Anarsia epotias

Scientific classification
- Kingdom: Animalia
- Phylum: Arthropoda
- Class: Insecta
- Order: Lepidoptera
- Family: Gelechiidae
- Genus: Anarsia
- Species: A. epotias
- Binomial name: Anarsia epotias Meyrick, 1916

= Anarsia epotias =

- Authority: Meyrick, 1916

Species of moth

Anarsia epotias is a moth in the family Gelechiidae. It was described by Edward Meyrick in 1916. It is found in Bengal.

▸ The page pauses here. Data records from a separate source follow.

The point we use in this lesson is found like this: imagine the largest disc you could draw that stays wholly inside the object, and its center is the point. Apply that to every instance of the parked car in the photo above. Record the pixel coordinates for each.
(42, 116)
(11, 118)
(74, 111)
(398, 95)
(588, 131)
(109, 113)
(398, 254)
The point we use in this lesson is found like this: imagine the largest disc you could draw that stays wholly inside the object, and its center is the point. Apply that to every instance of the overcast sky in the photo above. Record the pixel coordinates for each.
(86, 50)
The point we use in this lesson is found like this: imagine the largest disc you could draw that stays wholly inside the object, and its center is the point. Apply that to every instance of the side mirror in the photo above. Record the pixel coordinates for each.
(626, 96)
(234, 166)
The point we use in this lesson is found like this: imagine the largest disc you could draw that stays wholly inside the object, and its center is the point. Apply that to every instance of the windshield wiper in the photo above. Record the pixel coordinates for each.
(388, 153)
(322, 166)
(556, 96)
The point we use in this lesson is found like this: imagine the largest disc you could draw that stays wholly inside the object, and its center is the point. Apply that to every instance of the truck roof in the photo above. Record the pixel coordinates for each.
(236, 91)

The wingspan is about 11 mm. The forewings are dark grey finely sprinkled with white, the costal half wholly suffused with white from the base to the middle. The costal edge is black at the base and there is a black subcostal dot near the base, as well as four oblique white strigulae from the costa between one-fourth and three-fourths, the first edged anteriorly by a short black strigula, the space between the first and second narrowly black, the space between the second and third forming an oblique blackish spot reaching one-third of the way across the wing, the fourth followed by some blackish suffusion on the costa. The plical and second discal stigma are indicated by short blackish dashes, each sending a line of a few scattered black scales to the termen. The hindwings are grey, the base thinly scaled.